江ノ島の寺には沢山宝物があって、坊さん達が恭恭しくそれを見せる。宝物には数百年前の甲冑や、五百年前の金属製の鏡で、その時代の偉い大名が持っていたもの等がある。坊さんは、固い物体の大きな一片を持ち出して、これは木が石になった物だといった。よく見ると抹香鯨(まっこうくじら)の下顎の破片である。そういって聞かせた私を見た彼の顔には、自分を疑うお前は実にあわれむ可き莫迦者だという表情があった。彼は同じ文句を何千遍もくりかえしては説明するので、いろいろな宝物の説明を非常に早口で喋舌り続け、松村がそれを訳すのに困ったりした。最後に坊さんは細長い箱の前に来て、如何にも注意深く蓋をあけると、中にはありふれた日本の蛇の萎びた死骸があり、また小さな黒い物が二つ、箱の中にころがっていた。坊さんはこの二つがその蛇の角だといった。そんな風な生物がいないことは、いう迄もない。ちょっと見た丈で、それ等が大きな甲虫の嘴であることが判る。だから、そういって聞かせた所が、彼はすこしも躊躇することなく、また嬉しい位の威厳と確信とを以て、彼の説明は書面の典拠によっているのだから、間違は無いといった。こうなると仏教の坊主達も、世界の他の宗教的凝り屋と同様、書面の典拠を以て事実と戦おうとしているのである。

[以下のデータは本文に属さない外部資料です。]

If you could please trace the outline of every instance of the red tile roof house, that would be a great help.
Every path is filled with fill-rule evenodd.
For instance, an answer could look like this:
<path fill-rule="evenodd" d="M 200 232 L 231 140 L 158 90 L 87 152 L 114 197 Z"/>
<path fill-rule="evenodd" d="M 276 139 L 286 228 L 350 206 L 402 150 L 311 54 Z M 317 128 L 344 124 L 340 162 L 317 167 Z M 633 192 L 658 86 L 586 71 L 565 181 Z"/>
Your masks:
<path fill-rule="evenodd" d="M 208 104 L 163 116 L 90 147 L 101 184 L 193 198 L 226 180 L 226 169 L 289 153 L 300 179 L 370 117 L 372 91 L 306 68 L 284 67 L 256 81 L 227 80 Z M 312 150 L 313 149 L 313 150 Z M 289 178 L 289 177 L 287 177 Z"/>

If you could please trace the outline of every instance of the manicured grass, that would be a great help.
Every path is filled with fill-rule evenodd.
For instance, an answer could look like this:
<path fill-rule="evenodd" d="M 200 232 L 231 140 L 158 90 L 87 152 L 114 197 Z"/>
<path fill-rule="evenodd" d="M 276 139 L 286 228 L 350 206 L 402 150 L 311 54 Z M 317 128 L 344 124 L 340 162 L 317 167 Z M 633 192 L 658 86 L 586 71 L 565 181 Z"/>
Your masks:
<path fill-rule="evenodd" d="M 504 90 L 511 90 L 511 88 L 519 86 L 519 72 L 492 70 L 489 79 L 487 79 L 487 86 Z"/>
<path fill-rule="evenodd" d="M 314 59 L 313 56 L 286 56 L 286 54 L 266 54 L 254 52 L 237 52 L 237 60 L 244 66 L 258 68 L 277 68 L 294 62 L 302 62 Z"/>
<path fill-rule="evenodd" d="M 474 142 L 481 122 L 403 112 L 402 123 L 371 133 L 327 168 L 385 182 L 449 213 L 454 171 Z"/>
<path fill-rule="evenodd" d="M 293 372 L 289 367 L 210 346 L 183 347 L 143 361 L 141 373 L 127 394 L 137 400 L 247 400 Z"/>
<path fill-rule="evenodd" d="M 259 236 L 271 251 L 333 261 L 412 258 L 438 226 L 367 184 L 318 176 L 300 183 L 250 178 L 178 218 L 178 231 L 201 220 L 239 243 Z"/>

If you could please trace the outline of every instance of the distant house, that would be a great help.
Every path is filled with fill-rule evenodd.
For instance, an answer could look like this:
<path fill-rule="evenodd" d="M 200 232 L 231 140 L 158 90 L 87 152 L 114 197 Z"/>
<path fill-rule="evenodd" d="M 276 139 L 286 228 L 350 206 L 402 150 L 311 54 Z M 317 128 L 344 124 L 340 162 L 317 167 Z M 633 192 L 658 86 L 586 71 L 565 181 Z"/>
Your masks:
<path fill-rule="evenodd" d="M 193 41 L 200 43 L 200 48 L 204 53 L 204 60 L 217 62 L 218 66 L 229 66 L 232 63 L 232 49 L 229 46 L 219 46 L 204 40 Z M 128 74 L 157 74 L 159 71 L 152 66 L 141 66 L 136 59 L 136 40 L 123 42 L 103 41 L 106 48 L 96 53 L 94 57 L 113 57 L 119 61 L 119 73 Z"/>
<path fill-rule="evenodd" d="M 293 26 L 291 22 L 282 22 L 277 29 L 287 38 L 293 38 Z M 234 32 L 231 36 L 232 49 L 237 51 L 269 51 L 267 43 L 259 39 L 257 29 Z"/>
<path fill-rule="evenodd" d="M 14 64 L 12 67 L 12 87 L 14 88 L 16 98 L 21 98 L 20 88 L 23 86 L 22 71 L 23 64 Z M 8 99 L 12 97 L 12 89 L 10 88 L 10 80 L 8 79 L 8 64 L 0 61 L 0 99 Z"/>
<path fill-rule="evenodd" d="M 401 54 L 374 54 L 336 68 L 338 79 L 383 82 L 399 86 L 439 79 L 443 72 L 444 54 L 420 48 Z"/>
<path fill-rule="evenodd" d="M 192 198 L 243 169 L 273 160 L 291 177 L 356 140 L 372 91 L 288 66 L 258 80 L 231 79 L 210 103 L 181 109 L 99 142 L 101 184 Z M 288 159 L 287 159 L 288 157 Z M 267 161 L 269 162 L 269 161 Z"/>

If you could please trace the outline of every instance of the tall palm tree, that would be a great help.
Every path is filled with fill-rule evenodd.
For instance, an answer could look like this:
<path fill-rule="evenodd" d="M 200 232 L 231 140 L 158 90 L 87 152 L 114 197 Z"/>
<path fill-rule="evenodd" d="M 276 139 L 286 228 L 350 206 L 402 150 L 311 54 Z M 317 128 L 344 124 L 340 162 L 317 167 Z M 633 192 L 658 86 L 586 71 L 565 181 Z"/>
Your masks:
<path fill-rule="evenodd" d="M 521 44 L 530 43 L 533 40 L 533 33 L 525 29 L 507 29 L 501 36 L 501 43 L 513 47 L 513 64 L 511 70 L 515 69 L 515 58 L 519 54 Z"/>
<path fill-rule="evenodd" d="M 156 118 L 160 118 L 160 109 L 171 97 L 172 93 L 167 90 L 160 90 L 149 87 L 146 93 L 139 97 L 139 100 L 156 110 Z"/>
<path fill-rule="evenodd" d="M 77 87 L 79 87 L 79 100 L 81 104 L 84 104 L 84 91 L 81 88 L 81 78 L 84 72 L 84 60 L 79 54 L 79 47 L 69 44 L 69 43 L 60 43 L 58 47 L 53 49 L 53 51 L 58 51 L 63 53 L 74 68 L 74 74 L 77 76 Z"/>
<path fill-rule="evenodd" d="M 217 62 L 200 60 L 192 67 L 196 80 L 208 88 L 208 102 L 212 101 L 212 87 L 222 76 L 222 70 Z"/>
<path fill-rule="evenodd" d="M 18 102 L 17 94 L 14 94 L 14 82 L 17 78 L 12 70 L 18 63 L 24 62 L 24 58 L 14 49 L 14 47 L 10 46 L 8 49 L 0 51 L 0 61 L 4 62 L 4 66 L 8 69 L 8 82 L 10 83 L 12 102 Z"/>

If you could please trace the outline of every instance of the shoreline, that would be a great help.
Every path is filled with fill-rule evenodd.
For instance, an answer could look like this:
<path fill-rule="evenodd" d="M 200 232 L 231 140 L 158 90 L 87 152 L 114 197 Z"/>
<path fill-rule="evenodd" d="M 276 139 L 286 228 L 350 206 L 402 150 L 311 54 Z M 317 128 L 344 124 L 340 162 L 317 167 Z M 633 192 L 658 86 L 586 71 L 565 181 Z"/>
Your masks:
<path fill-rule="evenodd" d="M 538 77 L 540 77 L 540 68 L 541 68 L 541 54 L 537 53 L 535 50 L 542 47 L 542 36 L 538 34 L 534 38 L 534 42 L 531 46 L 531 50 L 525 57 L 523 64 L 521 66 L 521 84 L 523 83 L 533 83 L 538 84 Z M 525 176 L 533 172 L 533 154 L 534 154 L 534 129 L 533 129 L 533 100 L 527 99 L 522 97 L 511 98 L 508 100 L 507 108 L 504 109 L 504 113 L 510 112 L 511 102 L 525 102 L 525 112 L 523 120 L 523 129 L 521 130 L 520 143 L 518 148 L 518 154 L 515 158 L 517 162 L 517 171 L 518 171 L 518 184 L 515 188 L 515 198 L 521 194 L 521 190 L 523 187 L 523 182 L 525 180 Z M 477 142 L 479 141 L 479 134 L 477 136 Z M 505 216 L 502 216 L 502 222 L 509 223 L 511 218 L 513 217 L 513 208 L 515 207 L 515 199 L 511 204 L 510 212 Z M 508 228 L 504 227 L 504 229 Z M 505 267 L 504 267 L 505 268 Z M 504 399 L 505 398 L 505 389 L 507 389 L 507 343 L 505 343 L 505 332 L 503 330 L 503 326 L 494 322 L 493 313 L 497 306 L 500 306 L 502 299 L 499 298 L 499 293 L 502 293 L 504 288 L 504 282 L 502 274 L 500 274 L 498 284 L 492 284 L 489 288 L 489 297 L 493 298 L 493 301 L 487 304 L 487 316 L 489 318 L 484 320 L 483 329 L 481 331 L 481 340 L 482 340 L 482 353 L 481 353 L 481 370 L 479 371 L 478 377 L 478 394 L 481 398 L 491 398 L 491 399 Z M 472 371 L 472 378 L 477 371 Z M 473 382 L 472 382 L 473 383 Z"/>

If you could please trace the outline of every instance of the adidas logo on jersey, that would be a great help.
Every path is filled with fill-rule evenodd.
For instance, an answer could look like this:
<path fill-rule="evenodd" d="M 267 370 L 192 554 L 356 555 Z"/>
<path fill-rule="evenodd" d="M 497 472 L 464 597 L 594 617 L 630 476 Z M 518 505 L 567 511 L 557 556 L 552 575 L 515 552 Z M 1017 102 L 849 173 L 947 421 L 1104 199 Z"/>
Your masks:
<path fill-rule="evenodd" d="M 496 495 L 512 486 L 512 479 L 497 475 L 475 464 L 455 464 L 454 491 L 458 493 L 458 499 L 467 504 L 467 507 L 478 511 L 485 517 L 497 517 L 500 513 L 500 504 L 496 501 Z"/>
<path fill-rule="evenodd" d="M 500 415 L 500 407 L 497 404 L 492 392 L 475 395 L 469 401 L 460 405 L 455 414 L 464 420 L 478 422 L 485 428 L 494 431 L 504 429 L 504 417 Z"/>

[やぶちゃん注:「江ノ島の寺」勿論、江島神社の誤り。寺としての金亀山与願寺は憎むべき明治元(一八六八)年の廃仏毀釈によって廃寺となり、三重塔等多くの仏教施設や仏像などが無為に破却され、正式には明治六(一八七二)年で仏式を廃して江島神社と改称、県社となった。これと同時に僧侶は全員僧籍を離れて神職となり、岩本院は参詣者の宿泊施設としても利用されていたことから旅館「岩本楼」へ改称した(ウィキの「江島神社」を参考にした)。
「蛇の角」この当時から二百年も昔の水戸光圀の「新編鎌倉志卷之六」の「江島」の「蛇角(へびのつの)」の項に既に絵入で所載している(本文と私の注を是非参照されたい)。なお、そこで私はこの「蛇角」を挿絵から、『珊瑚若しくはそのイミテーションの珊瑚玉(先に出た練物)で造られた細工品のように感じられる』と注したが、珊瑚であれば海洋生物学者であるモース先生は一目でそう見破るはずであるから、どうも違うらしい。但し、モースが見たものとそれが同じものである確証はなく、後に盗難や紛失に遇い、別なものに差し替えられた可能性もなきにしもあらずではある。ただ、この記載が『伊勢參宮して、内宮の邊にて、蛇の角を落したるを見て拾ふたりと云ふの添狀あり』というあたりは、モース先生が断言するところの『大きな甲虫の嘴』(原文“the mandibles of a large beetle”)が的確な事実を述べていることになる。“mandible”は動物学でいう下顎骨で、“beetle”と断言している以上、節足動物の大きな顎というのと一致する。これは陸棲の昆虫類の何かであったのか? モース先生、もう少し、語って欲しゅうゴザイマス! ダッテ、コレデエノシマノオハナシハモウオオムネ……オワッテシマイマスカラネェ……]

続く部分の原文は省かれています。